2016 Postmortem
In reply to the discussion: Ripples of Hope [View all]malthaussen
(17,187 posts)I had a fun time yesterday, I actually had a couple of good conversations and even learned something. Who would have thought that people who honestly think themselves Democrats believe that, between Hillary Clinton and Donald Trump, the "lesser of evils" is the latter?
Now, as to your post:
Collateral damage. I would gently disagree with one nuance, that the frackers want to make money by poisoning us. That suggests they are more evil than they really are. What they want is to make money by whatever means are expedient, and if you and I and others are poisoned in the process, then it sucks to be us, doesn't it? (Rather the same attitude can be found among those who propose killing this terrorist or that, or indeed, raiding this or that house for drugs: if a few dishes are broken in the process, well, too bad. "Too bad," incidentally, does not rhyme with "I'm sorry."
M. Voltaire suggested that ignorance was the mother of cruelty. May I suggest that indifference is its father? And I note, contra the good philosophe, that when ignorance is informed and enlightened, it is no guarantee that the cruelty will cease. This or that specific outrage may be corrected, as those who are responsible strive to cover their asses, but the pattern continues. A stream is poisoned in West Virginia, another in North Carolina. Drinking water is poisoned in one city, and another stream poisoned in West Virginia. And so it goes. Meanwhile, a community which is, actually, ignorant, or a farmer, or what have you, "decides" to allow fracking for the cash it will bring, which if one agrees with Mrs Clinton, is perfectly all right. It raises a philosophical question: at what point of consequences does "caveat emptor" cease to be operative?

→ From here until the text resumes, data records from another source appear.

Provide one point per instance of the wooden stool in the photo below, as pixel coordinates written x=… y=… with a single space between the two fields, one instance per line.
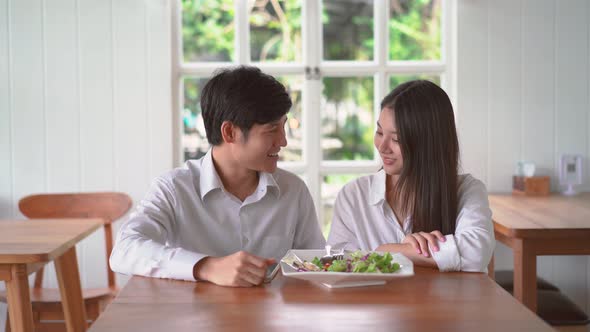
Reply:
x=552 y=306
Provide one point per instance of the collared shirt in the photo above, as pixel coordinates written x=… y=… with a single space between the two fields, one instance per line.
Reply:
x=188 y=215
x=364 y=220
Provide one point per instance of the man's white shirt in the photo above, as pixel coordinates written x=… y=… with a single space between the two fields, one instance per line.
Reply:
x=364 y=220
x=188 y=215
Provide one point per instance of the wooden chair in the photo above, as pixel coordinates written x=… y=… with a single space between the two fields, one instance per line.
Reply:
x=109 y=206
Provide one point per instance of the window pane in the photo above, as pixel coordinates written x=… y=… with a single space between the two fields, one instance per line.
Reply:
x=208 y=30
x=194 y=137
x=275 y=30
x=347 y=118
x=348 y=29
x=396 y=80
x=415 y=30
x=293 y=128
x=331 y=185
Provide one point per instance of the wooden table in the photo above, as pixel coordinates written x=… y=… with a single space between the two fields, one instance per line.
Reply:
x=536 y=226
x=428 y=301
x=27 y=245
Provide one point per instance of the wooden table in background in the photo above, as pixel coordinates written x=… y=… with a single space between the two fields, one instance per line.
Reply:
x=27 y=245
x=428 y=301
x=536 y=226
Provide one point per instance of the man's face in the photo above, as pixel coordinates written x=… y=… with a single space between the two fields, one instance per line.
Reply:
x=260 y=151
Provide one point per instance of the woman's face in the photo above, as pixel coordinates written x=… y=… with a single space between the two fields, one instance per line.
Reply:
x=386 y=142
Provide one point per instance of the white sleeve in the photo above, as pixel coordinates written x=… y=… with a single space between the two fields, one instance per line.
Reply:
x=341 y=231
x=472 y=246
x=308 y=234
x=141 y=246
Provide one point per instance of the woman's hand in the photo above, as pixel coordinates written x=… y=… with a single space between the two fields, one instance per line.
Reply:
x=420 y=241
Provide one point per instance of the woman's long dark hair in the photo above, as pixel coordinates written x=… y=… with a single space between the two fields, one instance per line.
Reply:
x=428 y=183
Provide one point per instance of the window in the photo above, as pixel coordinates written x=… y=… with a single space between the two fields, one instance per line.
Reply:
x=337 y=58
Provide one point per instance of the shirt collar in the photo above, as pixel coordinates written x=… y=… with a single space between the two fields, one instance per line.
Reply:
x=209 y=179
x=377 y=188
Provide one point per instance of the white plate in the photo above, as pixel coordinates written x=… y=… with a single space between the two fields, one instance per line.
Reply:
x=345 y=279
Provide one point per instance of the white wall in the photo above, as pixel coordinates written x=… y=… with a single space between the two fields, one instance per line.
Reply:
x=523 y=94
x=85 y=102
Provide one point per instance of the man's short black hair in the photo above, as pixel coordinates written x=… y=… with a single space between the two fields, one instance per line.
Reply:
x=244 y=96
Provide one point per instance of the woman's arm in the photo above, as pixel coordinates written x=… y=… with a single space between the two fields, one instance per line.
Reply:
x=409 y=251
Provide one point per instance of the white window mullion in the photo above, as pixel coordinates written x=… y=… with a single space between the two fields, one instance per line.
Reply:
x=312 y=151
x=449 y=49
x=242 y=32
x=177 y=84
x=381 y=57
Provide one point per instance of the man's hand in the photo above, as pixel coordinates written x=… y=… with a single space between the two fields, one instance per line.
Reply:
x=421 y=240
x=241 y=269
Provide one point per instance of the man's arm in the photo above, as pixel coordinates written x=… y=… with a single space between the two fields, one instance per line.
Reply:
x=141 y=247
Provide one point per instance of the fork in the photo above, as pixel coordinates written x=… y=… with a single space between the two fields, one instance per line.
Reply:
x=329 y=257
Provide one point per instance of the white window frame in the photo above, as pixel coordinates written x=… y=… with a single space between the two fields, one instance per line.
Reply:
x=312 y=167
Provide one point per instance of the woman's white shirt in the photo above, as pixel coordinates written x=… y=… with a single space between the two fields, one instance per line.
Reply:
x=364 y=220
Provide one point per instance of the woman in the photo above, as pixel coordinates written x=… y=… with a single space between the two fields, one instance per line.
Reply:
x=417 y=204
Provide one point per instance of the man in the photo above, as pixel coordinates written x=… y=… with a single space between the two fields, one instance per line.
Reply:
x=227 y=216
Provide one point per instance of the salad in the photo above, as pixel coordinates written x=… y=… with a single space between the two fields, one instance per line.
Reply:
x=357 y=263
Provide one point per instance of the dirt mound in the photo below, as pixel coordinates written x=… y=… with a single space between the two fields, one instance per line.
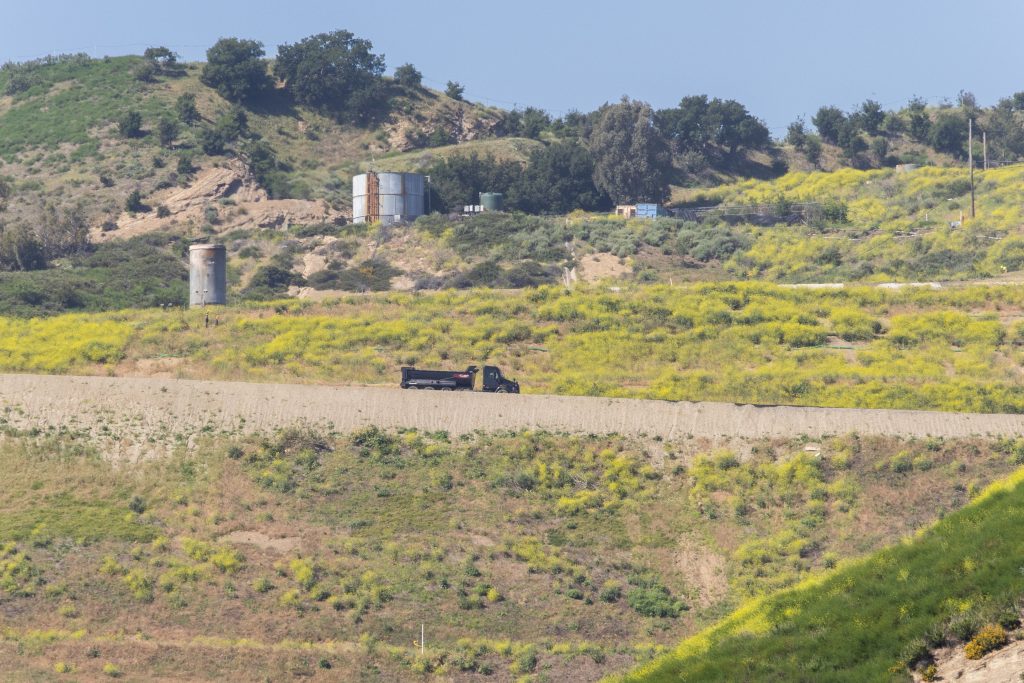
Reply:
x=1003 y=666
x=144 y=411
x=226 y=197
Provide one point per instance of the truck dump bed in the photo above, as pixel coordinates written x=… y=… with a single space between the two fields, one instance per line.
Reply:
x=445 y=380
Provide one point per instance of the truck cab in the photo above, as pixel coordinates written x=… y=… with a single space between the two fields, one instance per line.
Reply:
x=495 y=382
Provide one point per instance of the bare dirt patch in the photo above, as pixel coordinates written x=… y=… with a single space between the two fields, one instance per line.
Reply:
x=705 y=570
x=227 y=195
x=593 y=267
x=143 y=411
x=1003 y=666
x=260 y=540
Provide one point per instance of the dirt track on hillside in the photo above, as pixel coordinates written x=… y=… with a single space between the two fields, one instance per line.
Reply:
x=176 y=411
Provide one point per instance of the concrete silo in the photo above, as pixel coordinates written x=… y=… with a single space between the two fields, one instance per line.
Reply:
x=207 y=275
x=387 y=198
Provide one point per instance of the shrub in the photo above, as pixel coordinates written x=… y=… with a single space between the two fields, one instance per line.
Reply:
x=455 y=90
x=610 y=591
x=139 y=585
x=989 y=638
x=130 y=124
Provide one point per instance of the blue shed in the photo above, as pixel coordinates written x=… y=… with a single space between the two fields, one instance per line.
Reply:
x=650 y=211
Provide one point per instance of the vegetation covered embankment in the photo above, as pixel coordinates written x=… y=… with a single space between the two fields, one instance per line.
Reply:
x=955 y=349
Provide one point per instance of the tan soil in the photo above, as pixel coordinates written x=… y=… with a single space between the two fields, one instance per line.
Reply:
x=705 y=571
x=262 y=541
x=142 y=412
x=1003 y=666
x=252 y=208
x=601 y=266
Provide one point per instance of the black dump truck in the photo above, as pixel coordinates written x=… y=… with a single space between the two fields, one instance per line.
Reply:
x=458 y=380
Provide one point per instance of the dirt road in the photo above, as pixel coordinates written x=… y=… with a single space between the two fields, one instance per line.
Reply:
x=163 y=409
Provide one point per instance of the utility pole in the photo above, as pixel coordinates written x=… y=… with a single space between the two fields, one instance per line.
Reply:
x=970 y=158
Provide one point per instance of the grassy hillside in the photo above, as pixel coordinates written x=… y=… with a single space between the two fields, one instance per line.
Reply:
x=955 y=349
x=60 y=141
x=524 y=554
x=872 y=620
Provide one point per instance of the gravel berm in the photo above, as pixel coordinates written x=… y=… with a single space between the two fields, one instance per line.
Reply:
x=169 y=404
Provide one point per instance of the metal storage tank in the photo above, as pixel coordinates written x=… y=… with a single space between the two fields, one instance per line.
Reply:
x=387 y=198
x=207 y=275
x=493 y=201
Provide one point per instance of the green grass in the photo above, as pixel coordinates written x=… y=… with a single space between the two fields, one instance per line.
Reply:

As for fracking, the problem is compounded when, as in Pennsylvania for example, the state government has enacted a law giving communities no say in the question at all, when they have no recourse to keep the frackers from spoiling their lands and polluting and consuming their water (that self-same Susquehanna about which you wrote so lyrically the other day). This is Eminent Domain taken to new heights of absurdity, alienating the property not just of this individual or that neighborhood, but an entire community. Which, presumably, is also perfectly fine by Mrs Clinton's standards.